Beam Therapeutics Inc. (NASDAQ:BEAM), a biotechnology company developing precision genetic medicines through base editing, today announced that the United States (U.S.) Food and Drug Administration (FDA) has cleared the investigational new drug (IND) application for BEAM-304 for the treatment of phenylketonuria (PKU). PKU is a rare, inherited metabolic disorder that results in toxic accumulation of phenylalanine (Phe), leading to serious neurologic and neurocognitive impairments and requires strict, lifelong dietary management. Beam is advancing BEAM-304 using an innovative development approach in which multiple mutation-specific base editors are developed efficiently within a single clinical program using in vivo delivery, in accordance with the FDA's recent efforts to accelerate development of genome editing therapies.1

"PKU affects approximately 20,000 people in the U.S., with significant unmet need for therapies that address the underlying cause of disease," said Giuseppe Ciaramella, Ph.D., president of Beam. "FDA clearance of our IND for BEAM-304 supports our novel approach of developing multiple mutation-specific base editors through a single clinical platform program, leveraging emerging FDA guidance intended to accelerate development of base editing therapeutics. We look forward to initiating our Phase 1/2 trial, intending to establish clinical proof of concept for base editing in PKU."

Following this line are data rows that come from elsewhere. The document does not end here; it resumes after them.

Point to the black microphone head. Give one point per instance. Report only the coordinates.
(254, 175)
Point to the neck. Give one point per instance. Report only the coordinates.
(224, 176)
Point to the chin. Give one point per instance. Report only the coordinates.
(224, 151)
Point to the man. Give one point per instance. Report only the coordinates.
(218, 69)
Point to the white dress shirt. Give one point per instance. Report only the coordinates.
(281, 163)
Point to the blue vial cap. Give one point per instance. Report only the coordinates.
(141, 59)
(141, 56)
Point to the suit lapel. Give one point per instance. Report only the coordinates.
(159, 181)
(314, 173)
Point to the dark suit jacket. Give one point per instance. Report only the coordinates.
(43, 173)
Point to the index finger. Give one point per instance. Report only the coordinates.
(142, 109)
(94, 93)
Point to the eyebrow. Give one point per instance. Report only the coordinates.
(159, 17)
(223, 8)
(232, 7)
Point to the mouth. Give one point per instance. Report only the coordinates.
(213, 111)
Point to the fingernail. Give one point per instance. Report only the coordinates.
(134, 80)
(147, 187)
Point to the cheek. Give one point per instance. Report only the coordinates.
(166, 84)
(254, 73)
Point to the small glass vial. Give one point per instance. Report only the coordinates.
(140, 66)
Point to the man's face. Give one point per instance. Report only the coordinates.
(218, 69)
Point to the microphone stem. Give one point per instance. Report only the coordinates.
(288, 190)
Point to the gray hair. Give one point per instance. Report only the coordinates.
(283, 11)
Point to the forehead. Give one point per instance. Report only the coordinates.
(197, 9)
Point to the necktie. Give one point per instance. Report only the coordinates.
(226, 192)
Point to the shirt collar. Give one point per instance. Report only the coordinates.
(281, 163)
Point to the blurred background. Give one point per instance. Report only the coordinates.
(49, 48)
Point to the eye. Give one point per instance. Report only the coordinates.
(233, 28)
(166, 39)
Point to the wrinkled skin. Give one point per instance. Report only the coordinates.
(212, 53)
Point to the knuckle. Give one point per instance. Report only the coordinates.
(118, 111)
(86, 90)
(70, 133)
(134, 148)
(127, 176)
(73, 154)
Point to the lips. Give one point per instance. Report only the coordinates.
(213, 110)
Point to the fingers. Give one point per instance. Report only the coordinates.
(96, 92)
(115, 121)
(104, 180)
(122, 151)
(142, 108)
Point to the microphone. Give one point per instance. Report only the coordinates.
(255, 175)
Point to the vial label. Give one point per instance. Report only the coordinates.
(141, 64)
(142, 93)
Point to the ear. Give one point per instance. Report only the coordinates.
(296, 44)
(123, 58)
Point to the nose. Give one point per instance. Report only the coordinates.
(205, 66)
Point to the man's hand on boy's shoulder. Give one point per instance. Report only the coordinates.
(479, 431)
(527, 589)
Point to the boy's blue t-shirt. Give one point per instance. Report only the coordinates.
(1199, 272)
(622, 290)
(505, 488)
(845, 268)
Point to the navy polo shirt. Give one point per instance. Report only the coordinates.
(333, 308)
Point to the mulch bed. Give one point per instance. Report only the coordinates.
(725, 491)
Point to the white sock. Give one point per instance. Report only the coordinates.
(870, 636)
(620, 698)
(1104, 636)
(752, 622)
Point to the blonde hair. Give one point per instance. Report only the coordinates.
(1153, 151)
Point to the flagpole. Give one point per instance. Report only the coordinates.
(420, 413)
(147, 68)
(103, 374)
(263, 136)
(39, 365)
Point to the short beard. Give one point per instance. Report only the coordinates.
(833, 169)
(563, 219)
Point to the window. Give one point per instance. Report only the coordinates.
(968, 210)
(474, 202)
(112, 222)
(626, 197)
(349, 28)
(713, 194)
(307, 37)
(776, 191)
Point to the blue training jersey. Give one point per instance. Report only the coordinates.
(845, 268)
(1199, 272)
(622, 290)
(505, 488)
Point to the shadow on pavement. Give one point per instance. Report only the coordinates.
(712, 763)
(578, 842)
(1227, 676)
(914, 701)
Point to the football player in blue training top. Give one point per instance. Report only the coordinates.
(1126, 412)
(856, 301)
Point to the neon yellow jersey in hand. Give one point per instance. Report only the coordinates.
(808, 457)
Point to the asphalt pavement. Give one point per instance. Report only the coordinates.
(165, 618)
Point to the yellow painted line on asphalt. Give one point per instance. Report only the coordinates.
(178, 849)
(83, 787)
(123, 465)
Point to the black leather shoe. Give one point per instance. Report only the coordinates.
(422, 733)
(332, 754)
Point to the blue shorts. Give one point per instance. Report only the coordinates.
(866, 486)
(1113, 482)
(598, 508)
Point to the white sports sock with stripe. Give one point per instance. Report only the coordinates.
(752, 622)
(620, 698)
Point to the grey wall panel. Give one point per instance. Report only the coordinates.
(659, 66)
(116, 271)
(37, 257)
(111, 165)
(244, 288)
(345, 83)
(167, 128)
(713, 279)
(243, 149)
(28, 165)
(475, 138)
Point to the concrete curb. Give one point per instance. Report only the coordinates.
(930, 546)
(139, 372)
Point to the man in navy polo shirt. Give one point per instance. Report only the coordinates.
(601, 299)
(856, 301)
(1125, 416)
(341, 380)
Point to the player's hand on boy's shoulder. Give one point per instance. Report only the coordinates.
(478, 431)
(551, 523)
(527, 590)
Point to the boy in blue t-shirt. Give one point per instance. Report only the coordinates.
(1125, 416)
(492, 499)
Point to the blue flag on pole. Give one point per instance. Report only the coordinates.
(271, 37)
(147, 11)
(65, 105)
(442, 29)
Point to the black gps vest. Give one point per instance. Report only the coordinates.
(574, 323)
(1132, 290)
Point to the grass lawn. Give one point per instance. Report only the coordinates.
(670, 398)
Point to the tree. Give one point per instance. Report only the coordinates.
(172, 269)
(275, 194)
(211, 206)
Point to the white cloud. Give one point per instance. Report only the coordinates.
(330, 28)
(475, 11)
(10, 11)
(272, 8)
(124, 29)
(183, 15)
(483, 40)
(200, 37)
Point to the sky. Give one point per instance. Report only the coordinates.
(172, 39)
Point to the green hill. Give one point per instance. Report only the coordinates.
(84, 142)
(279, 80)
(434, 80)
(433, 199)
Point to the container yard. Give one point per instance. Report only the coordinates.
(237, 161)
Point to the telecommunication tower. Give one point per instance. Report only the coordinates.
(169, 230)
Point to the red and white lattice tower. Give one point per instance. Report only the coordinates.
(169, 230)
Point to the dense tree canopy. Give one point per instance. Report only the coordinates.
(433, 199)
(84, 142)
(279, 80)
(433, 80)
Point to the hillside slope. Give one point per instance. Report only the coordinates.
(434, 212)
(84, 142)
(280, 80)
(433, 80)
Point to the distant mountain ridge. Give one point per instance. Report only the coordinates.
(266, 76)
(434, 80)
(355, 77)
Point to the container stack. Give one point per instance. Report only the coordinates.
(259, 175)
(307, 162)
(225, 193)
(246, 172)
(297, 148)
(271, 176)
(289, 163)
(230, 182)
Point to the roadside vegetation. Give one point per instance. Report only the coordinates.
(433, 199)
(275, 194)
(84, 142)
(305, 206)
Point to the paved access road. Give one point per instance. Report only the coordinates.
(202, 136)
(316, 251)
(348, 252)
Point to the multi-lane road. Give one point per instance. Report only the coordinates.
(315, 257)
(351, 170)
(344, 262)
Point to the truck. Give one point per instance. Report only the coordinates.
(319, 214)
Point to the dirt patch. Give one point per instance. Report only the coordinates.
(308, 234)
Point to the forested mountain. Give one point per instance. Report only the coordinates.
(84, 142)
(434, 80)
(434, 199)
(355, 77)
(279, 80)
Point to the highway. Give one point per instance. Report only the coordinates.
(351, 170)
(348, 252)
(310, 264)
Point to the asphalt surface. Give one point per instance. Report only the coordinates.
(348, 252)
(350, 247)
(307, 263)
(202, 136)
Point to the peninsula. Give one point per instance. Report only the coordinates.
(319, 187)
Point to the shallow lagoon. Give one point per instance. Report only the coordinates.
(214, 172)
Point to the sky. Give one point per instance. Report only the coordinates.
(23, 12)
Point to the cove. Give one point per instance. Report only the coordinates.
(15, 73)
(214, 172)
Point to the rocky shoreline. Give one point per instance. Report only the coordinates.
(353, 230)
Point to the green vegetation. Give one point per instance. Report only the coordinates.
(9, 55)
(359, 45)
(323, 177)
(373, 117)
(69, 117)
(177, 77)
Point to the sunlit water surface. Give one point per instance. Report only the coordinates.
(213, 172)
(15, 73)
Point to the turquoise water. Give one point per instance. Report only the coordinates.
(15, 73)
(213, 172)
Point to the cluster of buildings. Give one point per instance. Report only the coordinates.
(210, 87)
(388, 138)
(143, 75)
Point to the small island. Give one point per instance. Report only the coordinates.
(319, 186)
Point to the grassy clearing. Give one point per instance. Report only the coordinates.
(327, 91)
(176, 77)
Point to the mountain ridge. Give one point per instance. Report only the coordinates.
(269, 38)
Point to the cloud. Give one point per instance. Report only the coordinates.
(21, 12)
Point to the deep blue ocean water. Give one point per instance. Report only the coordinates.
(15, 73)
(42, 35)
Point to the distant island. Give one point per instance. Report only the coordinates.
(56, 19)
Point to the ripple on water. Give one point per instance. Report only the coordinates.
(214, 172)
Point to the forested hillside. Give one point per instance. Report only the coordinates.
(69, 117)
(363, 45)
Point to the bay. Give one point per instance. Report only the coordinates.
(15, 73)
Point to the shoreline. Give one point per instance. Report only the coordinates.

"Many PKU-causing mutations are single-base changes, making the disease particularly well suited for correction through base editing," said Gopi Shanker, Ph.D., chief scientific officer of Beam. "By leveraging the same underlying base editing technology, LNP delivery system, and manufacturing approach across multiple mutation-specific editors, we believe we can establish a scalable development pathway that expands access to potentially transformative therapies for people living with PKU and may serve as a model for addressing other genetically diverse liver diseases in the future."

BEAM-304 leverages Beam's proprietary and clinically validated base editing technology and lipid nanoparticle (LNP) delivery capabilities to directly and durably correct mutations in the phenylalanine hydroxylase (PAH) gene that cause PKU. By correcting mutations in the PAH gene, BEAM-304 aims to restore PAH enzyme activity in order to reduce toxic Phe to the recommended guideline levels (≤ 360 µmol/L) while enabling diet normalization and freedom from medical food.

Preclinical data demonstrate that BEAM-304 normalized plasma Phe levels in PKU mouse models at clinically relevant doses with robust on-target editing in the liver. Updated preclinical data for BEAM-304 will be presented at the Federation of American Societies for Experimental Biology (FASEB) Genome Engineering: Research and Applications Conference, taking place July 6-9, 2026, in Porto, Portugal.

The planned Phase 1/2 trial will initially evaluate safety, tolerability, reduction of blood Phe levels and diet liberalization in PKU patients with the R408W mutation, followed by a base editor designed to address a second mutation, with the goal of establishing clinical proof of concept for base editing in PKU.